For so long, educators believed that there was a conveyor belt to put children on at five years old and they exited at 18 to get on another belt for four years. For some children that will be the path that they take. However, for an increasing number of children their interests and access to information cause them to foray into different areas, whether they get obsessed with coding or the xylophone or whatever. They might develop high levels of mastery disproportionate to that of their peers in these areas, meaning their pathway needs to become more differentiated. This challenges a school to create pathways that allow children to leapfrog over the content that’s perceived as appropriate by age if that child has already mastered it. The temptation is to send an advanced child off to do some additional online courses, but it has got to be more individualized than that.
At the same time, schools–especially international schools–have the opportunity to foster individual growth and development, while also preparing students as active agents for positive change within the global community and the communities they will become part of. The exciting opportunity we find in international schools is that we can help each child value his or her own cultural heritage and languages, while ensuring each also learns to be knowledgeable and respectfully curious about the perspectives and experiences of others. Having peers from around the world brings nations and cultures to life in a very real way, and makes for a vibrant learning community.

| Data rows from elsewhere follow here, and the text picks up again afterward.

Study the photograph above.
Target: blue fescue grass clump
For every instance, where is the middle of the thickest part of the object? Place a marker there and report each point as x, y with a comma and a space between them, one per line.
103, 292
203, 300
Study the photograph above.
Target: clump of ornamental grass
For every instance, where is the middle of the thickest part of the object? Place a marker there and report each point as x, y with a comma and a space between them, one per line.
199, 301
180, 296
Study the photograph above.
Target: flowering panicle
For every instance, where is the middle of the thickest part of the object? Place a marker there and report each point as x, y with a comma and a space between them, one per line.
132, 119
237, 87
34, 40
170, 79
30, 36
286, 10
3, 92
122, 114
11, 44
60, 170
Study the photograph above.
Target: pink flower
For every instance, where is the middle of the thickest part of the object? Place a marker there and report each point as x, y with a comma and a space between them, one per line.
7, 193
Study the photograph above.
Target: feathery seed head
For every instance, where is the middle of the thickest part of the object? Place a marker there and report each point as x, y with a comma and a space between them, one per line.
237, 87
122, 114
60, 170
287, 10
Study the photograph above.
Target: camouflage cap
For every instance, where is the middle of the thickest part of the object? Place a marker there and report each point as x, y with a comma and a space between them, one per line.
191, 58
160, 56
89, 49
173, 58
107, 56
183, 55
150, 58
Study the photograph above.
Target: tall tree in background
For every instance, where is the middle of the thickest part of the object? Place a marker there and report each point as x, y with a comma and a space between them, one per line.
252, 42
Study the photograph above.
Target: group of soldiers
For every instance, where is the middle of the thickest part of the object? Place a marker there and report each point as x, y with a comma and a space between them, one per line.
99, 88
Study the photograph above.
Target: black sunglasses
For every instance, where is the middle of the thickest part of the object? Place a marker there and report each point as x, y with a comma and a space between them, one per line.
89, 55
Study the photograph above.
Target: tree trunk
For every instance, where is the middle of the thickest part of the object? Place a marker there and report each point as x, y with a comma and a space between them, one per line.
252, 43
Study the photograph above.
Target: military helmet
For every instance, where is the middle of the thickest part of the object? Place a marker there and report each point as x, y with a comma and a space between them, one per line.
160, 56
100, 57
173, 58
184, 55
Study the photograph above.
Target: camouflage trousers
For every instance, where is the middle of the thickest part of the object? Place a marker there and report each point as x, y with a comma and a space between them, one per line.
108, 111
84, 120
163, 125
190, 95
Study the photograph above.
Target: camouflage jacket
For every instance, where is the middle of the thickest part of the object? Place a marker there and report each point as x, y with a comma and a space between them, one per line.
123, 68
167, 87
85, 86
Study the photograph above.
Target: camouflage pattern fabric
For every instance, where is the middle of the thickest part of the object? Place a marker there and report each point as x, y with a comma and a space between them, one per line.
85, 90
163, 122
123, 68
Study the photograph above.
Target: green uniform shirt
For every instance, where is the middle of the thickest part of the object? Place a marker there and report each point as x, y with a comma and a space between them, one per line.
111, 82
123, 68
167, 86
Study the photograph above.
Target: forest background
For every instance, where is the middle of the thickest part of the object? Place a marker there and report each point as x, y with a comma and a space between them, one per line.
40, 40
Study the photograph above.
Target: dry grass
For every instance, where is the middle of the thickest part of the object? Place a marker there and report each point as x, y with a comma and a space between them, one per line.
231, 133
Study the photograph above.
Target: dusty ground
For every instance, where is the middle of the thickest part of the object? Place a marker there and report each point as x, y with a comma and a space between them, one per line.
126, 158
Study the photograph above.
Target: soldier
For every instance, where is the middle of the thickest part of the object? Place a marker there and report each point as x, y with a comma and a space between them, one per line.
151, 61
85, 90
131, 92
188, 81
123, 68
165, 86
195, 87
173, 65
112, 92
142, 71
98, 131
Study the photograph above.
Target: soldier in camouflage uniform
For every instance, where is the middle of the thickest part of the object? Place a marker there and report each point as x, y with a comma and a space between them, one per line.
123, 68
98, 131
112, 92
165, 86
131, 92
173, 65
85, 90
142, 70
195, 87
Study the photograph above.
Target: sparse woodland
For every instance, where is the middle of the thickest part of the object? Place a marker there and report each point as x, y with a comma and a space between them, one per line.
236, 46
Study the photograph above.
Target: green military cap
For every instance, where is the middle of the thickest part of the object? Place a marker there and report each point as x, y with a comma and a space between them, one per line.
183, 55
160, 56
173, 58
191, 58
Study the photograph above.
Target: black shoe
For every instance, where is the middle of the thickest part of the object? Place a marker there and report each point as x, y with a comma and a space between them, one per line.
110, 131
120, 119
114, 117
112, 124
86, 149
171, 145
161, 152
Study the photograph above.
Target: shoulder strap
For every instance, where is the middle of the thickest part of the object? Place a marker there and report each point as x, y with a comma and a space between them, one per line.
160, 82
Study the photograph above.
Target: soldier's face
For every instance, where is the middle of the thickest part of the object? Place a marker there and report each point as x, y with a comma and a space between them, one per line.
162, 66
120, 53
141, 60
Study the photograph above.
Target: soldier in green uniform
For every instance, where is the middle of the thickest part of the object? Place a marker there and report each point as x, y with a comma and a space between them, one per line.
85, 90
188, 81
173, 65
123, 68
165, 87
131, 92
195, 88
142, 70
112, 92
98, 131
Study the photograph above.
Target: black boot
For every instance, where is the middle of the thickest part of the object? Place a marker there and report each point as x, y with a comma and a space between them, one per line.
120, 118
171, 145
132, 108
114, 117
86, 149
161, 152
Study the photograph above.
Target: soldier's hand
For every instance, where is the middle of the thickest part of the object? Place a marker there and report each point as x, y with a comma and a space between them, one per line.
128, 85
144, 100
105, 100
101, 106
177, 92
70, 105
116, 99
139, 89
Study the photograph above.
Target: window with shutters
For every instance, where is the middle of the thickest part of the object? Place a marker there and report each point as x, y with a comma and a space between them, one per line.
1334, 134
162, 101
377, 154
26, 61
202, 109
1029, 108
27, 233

Another of the biggest challenges we face as schools – particularly in the social media age in which everything is amplified to the extremes – is mitigating anxiety and helping students thrive personally. We need to help students to be present, to understand their emotional and mental states, and to mitigate any problems. There is a remarkable program called a “responsive classroom”, in which educators ask kids questions about their emotions, give them language to use, accept whatever it is they need to share, and help them think about what their options are. We don’t formally have this program at ZIS, but we know we have a responsibility to foster well being alongside academic prowess, and the students at ZIS have an environment that helps develop these incredibly sophisticated tools and skills.
Thank you for your time!
Thank you so much. I wish you all the best.